Objection 2: Further, the acts of the gift remain in heaven, as stated above
(FS, Question , Article ). But the act of fortitude does not remain in heaven:
for Gregory says (Moral. i) that "fortitude encourages the fainthearted
against hardships, which will be altogether absent from heaven."
Therefore fortitude is not a gift.
Objection 3: Further, Augustine says (De Doctr. Christ. ii) that "it is a sign
of fortitude to cut oneself adrift from all the deadly pleasures of the
passing show." Now noisome pleasures and delights are the concern of
temperance rather than of fortitude. Therefore it seems that fortitude is
not the gift corresponding to the virtue of fortitude.
On the contrary, Fortitude is reckoned among the other gifts of the Holy
Ghost (Is. 11:2).
I answer that, Fortitude denotes a certain firmness of mind, as stated
above (Question , Article ; FS, Question , Article ): and this firmness of mind is
required both in doing good and in enduring evil, especially with regard
to goods or evils that are difficult. Now man, according to his proper
and connatural mode, is able to have this firmness in both these
respects, so as not to forsake the good on account of difficulties,
whether in accomplishing an arduous work, or in enduring grievous evil.
In this sense fortitude denotes a special or general virtue, as stated
above (Question , Article ).
Yet furthermore man's mind is moved by the Holy Ghost, in order that he
may attain the end of each work begun, and avoid whatever perils may
threaten. This surpasses human nature: for sometimes it is not in a man's
power to attain the end of his work, or to avoid evils or dangers, since
these may happen to overwhelm him in death. But the Holy Ghost works this
in man, by bringing him to everlasting life, which is the end of all good
deeds, and the release from all perils. A certain confidence of this is
infused into the mind by the Holy Ghost Who expels any fear of the
contrary. It is in this sense that fortitude is reckoned a gift of the
Holy Ghost. For it has been stated above (FS, Question , Articles ,2) that the
gifts regard the motion of the mind by the Holy Ghost.

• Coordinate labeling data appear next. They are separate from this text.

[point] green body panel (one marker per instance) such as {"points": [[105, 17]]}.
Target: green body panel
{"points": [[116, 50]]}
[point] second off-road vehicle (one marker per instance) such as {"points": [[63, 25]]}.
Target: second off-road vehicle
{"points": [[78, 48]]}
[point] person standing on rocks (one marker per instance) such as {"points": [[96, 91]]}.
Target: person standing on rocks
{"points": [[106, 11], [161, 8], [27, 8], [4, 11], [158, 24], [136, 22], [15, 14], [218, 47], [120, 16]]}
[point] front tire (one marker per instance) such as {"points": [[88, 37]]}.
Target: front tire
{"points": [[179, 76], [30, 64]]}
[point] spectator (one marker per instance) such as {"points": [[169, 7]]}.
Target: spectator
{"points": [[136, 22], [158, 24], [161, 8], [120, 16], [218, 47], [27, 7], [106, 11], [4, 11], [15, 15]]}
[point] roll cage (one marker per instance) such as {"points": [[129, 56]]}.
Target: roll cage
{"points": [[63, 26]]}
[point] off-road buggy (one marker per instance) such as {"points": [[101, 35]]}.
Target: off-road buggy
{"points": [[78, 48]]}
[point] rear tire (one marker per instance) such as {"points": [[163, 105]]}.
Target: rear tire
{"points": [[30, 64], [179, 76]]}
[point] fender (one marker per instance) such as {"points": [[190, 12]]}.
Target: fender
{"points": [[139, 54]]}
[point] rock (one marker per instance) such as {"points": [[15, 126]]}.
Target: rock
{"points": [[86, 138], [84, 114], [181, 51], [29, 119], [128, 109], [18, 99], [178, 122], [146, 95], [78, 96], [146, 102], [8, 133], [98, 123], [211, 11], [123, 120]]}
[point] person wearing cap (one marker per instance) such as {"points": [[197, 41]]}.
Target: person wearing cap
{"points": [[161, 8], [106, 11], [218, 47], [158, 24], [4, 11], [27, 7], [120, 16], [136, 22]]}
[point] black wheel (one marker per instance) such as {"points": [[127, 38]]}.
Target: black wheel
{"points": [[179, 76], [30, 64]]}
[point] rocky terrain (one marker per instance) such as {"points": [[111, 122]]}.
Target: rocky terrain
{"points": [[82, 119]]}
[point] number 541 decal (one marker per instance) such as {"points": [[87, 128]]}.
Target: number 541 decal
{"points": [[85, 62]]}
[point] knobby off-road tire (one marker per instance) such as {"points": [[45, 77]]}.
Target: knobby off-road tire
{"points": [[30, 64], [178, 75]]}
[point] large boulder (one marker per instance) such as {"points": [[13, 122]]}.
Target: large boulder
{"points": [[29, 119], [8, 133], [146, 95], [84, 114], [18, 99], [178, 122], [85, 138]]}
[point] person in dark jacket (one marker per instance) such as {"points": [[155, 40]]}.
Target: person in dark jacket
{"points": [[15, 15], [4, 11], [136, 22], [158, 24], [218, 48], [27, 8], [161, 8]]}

Reply to Objection 1: Fortitude, as a virtue, perfects the mind in the endurance
of all perils whatever; but it does not go so far as to give confidence
of overcoming all dangers: this belongs to the fortitude that is a gift
of the Holy Ghost.
Reply to Objection 2: The gifts have not the same acts in heaven as on the way:
for they exercise acts in connection with the enjoyment of the end. Hence
the act of fortitude there is to enjoy full security from toil and evil.
Reply to Objection 3: The gift of fortitude regards the virtue of fortitude not
only because it consists in enduring dangers, but also inasmuch as it
consists in accomplishing any difficult work. Wherefore the gift of
fortitude is directed by the gift of counsel, which seems to be concerned
chiefly with the greater goods.
Article 2: Whether the fourth beatitude: "Blessed are they that hunger and thirst after justice," corresponds to the gift of fortitude?
Objection 1: It seems that the fourth beatitude, "Blessed are they that hunger
and thirst after justice," does not correspond to the gift of fortitude.
For the gift of piety and not the gift of fortitude corresponds to the
virtue of justice. Now hungering and thirsting after justice pertain to
the act of justice. Therefore this beatitude corresponds to the gift of
piety rather than to the gift of fortitude.
Objection 2: Further, hunger and thirst after justice imply a desire for good. Now this belongs properly to charity, to which the gift of wisdom, and not the gift of fortitude, corresponds, as stated above (Question ). Therefore this beatitude corresponds, not to the gift of fortitude, but to the gift of wisdom.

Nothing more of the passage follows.